O desconcerto se espalhou como contágio, sobretudo sobre nós, meninas. No
filme, os alunos de poesia se concentravam no exercício e não eram sequer
capazes de conter um olhar de abandono ou uma lágrima queixosa ao relembrar momentos
que deveriam ser só deles, de mais ninguém. Ninguém de nós, afinal, tinha
vocação para poeta, e os bocejos que se seguiram ao final do filme bem poderiam
falar por todos.
Foi quando, ao fim da orientação, professor se pegou a dizer
suas histórias. Os cabelos despenteados, a franja na fronte, um jeito blasé
naquela jaqueta escura que lhe conferia tanta empáfia não seguraram o pânico
que se instalou naquela classe ao ouvi-lo falar. Contou que, quando deixou o
cinema, pensou em trazer o mesmo filme para nós, seus alunos, justamente para
propor o mesmo exercício.
Disse que passou dias numa nuvem de ideias para que
encontrasse, nele mesmo, a cena mais marcante de toda uma vida. Pensou no
nascimento do filho; no título de 99; no dia da formatura, e nada dizia mais
sobre ele do que um certo fim de tarde, na casa da avó. Não se lembrava a
idade, nem o ano, nem a ocasião; mas se lembrava de um dia de chuva, quando
ouviu o avô dizer que tinha vontade de chá de erva cidreira. Havia um muro e
havia um quintal, e para uma criança havia um universo desencontrado entre as
hortaliças que se espalhavam nos fundos da casa. A avó, recém-operada dos
joelhos, pediu ao menino que fosse até o fundo colher uns “pedaços de mato” –
era como diziam. Deu-lhe uma faca pequena, sem ponta; emprestou uns chinelos, e
o colocou para fora. No caminho, o menino olhava o céu que ameaçava desabar, e
uma infinidade de plantas e arbustos que não permitia que identificasse se eram
ervas ou gramas para o chá que conhecia apenas por sachês. Caminhou pela terra,
o chinelo já afundado na lama da chuva anterior e, como beija-flor, foi se
aproximando de todas as ervas, daninhas ou não, que se assemelhassem com a
descrição feita pela vó; até que o cheiro das ervas cidreiras lhe tomou as
narinas e a alma. Voltou para casa com uns ramos à mão, o cheiro que nunca lhe
abandonou. Sem dizer palavra, a velha tomou em mãos a encomenda, se dirigiu à
cozinha e antes que o vapor tomasse conta da casa, uma nuvem do tamanho do
universo cuspiu a primeira rajada, seguida de outra, e a claridade; a chuva
veio tão forte daquela vez que parecia inapropriado ignorá-la. Foram, assim,
assistir de camarote ao festival de raios e reveses contemplado por uma janela
aberta, enorme, à espera dos novos tempos.

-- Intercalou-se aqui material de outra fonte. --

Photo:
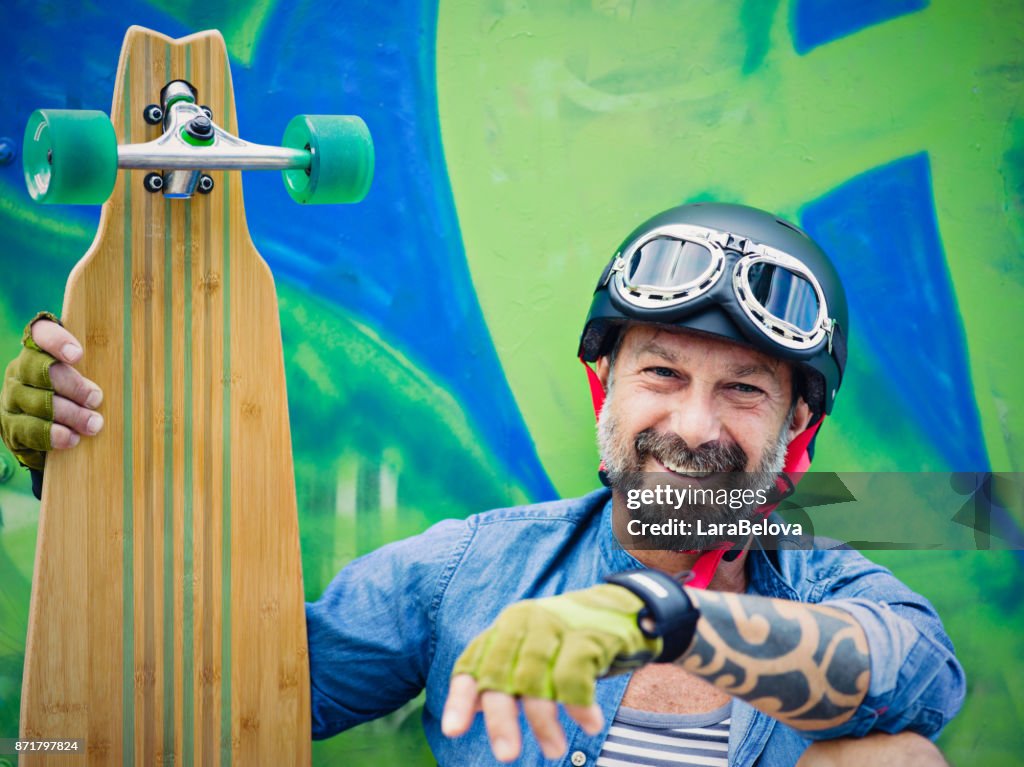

A dor com que o professor relatava tudo aquilo fisgou nossos
amigos àquela altura acordados. Não sei por eles, mas eu, por mim, fui tomada
por um pânico de não ser capaz de recolher em mim qualquer história que valesse
um relato, um conto de dois minutos que fosse, como aquele. Não havia em minha
vida algo que preenchesse uma folha em branco, a não ser tudo o que todos um
dia viveram; não havia singularidade em mim que me destoasse de uma mancha
uniforme de uma multidão de uniformes. E ver o professor contar um caso tão
recalcado, patético até, foi o golpe de misericórdia em minhas misérias.
Eu tentava, mas , diferentemente do professor, não tinha em
canto algum da memória qualquer quintal com ervas cidreiras; minha avó por
parte de mãe havia morrido de câncer assim que eu nasci, e meu avô jamais foi
admitido de volta em nossa roda familiar desde que anunciou o casamento com uma
jovem vizinha menos de seis meses após o enterro. Por parte de mãe, tinha ainda
dois avós ensimesmados e silenciosos, de quem não recebia permissões sequer
para abrir a porta da geladeira da cozinha; uma cozinha fria de uma casa vazia,
sem memória para mim, a não ser os tapas que meus pais me davam quando o carro
estacionava em frente daquela casa, e eu me agarrava com força no banco
dianteiro para que ninguém me tirasse dali.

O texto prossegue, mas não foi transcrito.